San Francisco Board of Supervisors president David Chiu stands to be San Francisco's first Chinese-American mayor -- even if only for a day!


(H/T Jeff Yang) 

California’s election of current San Francisco mayor Gavin Newsom as its new lieutenant governor on Tuesday leaves San Francisco’s Board of Supervisors with a major office to fill. In the running to be appointed as San Francisco’s interim mayor (until an election can be held) are several candidates who, if appointed, would be either the first openly-gay, the first Chinese-American or the first “modern-era” Latino mayor of the Golden Gate city.   

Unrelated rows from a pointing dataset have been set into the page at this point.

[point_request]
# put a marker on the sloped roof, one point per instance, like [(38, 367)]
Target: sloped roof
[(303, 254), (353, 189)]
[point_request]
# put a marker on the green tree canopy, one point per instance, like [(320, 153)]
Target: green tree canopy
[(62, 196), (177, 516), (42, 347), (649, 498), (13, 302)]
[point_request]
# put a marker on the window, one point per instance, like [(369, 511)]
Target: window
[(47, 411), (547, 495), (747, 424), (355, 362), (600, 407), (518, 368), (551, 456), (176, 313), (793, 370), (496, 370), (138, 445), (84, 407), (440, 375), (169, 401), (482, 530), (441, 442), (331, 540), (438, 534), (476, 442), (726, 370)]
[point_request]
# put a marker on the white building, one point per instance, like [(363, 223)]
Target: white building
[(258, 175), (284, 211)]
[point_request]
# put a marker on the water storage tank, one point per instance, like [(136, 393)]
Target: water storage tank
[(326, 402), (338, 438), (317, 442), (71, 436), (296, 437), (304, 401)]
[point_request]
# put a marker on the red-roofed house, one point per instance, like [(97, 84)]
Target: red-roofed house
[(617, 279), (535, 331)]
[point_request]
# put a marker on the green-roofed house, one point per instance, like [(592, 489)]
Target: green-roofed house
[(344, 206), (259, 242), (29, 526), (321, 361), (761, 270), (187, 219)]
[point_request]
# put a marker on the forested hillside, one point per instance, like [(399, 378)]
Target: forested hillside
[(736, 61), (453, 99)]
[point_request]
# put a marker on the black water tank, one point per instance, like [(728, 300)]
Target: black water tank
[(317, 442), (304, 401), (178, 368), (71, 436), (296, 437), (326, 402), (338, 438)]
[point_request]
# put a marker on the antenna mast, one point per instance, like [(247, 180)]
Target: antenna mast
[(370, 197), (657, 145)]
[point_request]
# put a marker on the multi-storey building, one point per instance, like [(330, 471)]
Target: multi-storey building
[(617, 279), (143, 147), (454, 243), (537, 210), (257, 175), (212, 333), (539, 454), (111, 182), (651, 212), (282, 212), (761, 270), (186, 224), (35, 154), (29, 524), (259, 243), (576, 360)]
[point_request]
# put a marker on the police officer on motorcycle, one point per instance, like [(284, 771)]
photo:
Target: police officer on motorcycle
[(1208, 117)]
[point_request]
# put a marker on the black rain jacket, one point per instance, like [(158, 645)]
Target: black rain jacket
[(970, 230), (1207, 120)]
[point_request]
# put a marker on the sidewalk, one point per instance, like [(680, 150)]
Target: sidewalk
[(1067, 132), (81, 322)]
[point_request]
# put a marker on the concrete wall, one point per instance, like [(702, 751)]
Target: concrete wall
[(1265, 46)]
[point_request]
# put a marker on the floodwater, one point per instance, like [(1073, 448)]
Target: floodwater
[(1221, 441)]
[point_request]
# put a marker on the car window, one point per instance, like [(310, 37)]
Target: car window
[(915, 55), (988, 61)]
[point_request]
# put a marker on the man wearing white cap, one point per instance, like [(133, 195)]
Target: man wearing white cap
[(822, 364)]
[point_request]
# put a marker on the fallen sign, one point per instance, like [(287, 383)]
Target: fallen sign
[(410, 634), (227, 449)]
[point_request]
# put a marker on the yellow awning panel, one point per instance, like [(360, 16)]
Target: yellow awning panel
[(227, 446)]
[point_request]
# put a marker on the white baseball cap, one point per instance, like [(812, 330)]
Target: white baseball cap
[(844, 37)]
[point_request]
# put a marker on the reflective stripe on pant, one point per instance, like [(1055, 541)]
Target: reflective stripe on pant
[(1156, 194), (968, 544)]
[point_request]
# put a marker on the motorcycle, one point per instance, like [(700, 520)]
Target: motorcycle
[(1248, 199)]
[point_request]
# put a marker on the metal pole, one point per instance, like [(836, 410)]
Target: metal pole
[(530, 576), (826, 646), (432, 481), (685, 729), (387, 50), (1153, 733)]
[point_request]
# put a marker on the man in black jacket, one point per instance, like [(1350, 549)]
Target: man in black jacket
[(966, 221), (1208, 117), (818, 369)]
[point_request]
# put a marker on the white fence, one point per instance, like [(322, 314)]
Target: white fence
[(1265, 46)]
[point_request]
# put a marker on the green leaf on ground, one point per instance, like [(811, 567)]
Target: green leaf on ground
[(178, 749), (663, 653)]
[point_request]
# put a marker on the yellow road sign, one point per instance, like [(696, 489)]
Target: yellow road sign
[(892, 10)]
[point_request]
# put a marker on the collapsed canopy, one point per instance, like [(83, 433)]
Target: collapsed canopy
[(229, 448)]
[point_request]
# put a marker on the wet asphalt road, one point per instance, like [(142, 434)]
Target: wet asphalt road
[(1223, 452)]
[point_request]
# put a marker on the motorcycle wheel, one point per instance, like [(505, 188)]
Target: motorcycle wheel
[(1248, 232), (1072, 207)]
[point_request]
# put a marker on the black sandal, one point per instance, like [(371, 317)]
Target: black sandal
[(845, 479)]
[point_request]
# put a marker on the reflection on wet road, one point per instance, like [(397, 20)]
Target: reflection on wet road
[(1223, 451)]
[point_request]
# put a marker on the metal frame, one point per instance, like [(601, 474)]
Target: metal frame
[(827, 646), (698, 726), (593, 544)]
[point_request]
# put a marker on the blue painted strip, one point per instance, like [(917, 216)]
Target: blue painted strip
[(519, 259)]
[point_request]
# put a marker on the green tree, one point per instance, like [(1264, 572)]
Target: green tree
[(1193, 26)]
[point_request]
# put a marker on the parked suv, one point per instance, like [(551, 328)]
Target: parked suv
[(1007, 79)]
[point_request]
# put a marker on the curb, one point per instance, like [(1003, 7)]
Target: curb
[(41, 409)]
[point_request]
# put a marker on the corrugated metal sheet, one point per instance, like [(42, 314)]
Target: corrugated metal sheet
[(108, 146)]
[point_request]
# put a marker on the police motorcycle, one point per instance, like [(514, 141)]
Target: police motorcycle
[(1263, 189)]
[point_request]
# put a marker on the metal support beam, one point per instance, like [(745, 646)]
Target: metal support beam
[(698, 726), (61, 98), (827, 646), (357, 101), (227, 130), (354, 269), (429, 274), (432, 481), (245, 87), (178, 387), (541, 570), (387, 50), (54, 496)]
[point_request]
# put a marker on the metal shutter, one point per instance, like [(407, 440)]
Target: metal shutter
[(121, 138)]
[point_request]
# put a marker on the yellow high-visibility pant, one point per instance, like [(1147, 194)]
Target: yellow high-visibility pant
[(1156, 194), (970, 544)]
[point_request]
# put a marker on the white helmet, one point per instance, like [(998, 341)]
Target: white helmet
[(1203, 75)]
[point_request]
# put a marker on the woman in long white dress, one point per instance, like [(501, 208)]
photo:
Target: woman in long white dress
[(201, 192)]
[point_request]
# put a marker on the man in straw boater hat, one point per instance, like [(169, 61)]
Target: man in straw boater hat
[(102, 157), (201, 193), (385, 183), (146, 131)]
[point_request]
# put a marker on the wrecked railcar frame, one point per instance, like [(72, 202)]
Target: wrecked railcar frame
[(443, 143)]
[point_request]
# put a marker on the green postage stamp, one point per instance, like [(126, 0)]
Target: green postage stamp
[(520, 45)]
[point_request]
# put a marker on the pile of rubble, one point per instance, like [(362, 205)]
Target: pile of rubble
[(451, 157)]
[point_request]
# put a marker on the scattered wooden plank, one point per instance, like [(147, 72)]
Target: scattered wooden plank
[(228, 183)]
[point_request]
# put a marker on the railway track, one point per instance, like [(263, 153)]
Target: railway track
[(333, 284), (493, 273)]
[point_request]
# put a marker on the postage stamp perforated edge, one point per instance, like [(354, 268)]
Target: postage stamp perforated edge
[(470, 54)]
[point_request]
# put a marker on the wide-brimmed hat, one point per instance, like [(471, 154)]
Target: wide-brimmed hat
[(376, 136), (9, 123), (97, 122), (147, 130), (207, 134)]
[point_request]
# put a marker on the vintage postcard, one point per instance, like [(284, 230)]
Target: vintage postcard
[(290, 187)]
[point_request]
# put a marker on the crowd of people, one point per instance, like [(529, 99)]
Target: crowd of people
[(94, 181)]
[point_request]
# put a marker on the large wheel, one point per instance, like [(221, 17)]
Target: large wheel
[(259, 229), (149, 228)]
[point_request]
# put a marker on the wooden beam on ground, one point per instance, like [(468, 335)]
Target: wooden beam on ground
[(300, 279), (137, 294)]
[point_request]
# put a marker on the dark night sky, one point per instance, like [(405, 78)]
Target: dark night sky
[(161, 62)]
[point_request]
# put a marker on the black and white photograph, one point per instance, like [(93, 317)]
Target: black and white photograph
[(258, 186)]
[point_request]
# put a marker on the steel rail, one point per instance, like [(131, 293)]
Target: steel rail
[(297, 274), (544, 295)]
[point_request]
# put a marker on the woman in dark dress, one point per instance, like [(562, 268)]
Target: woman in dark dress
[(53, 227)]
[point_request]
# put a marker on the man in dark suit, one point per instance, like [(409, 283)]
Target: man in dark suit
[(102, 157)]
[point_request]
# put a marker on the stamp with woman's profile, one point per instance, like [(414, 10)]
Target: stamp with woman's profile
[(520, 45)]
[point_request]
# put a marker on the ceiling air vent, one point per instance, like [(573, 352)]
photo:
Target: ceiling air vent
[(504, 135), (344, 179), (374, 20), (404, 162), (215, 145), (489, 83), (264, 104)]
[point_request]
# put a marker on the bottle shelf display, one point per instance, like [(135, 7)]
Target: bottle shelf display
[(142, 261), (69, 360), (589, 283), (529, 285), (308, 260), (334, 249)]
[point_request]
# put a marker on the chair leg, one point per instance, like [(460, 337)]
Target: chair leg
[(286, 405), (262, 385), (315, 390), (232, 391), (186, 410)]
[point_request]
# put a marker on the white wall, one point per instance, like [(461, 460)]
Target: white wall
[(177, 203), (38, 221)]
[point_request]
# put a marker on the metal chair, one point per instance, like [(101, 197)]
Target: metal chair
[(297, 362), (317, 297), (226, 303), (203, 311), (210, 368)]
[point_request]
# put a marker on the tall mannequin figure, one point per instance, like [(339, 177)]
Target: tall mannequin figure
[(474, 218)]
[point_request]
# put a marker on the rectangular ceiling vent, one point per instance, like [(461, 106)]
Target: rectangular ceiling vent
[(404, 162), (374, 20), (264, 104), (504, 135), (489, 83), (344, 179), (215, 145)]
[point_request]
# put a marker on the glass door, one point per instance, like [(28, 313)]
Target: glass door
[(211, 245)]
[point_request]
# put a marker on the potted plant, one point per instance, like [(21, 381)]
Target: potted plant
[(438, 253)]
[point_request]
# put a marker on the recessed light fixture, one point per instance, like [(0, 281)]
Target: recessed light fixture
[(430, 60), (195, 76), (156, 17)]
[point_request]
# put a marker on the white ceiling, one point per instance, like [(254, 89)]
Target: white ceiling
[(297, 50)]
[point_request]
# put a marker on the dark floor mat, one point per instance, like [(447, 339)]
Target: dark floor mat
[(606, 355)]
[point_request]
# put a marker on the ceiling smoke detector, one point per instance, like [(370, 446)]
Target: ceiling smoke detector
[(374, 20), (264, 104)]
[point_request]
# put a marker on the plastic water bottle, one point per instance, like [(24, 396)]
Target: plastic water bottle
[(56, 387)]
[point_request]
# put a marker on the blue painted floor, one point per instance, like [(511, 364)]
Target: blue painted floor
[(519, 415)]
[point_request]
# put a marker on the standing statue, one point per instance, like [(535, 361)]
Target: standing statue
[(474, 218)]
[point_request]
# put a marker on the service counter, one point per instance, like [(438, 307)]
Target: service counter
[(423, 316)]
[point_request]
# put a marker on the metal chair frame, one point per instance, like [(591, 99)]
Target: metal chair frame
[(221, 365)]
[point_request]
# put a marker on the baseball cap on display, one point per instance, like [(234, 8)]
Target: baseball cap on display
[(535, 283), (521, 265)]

Democrat and civil rights activist David Chiu, who is the president of the Board of Supervisors, is one of the front-runners in the decision.  And, for a city in which 31.5% of its residents are Asian American, perhaps it’s about time for an Asian American to claim the city’s top spot? Chiu’s no stranger to being an Asian American first: Chiu made history two years by becoming the first Asian American to represent San Francisco’s teeming Chinatown district as Supervisor. Here’s a biography of Chiu’s many accomplishments, written when he was running for the Board of Supervisors. 

As it stands, as Board of Supervisors president, Chiu will serve as acting mayor starting from Newsom’s swearing in (January 3rd) until a decision for interim mayor can be made. The Board is slated to meet on January 4th, meaning that for 24 hours, Chiu will serve as acting mayor: 

Until the board votes on an interim mayor – something it doesn’t have to do – the board president serves as acting mayor if the office is vacant. Under the City Charter, that responsibility will fall to current board President Chiu, at least for a day. 

Democrats on the Board of Supervisors must weigh some heavy political consequences prior to their decision, which could affect whether they retain the mayorship next term. 

Corey Cook, a University of San Francisco political scientist, said the pressure will be on the board’s liberal flank to decide whether to support a nondivisive placeholder or give an ally a head start. 

“If the progressives guess wrong this time, they will not win the mayor’s office in 2011,” Cook said. 

Cook said a placeholder mayor might be the safest choice, given the tough budget year that lies ahead when difficult decisions will have to be made. 

Who knows if Chiu’s “mayorship” will extend past sun-down on January 4th, but his tenure in office is still an exciting first in California’s Asian American history!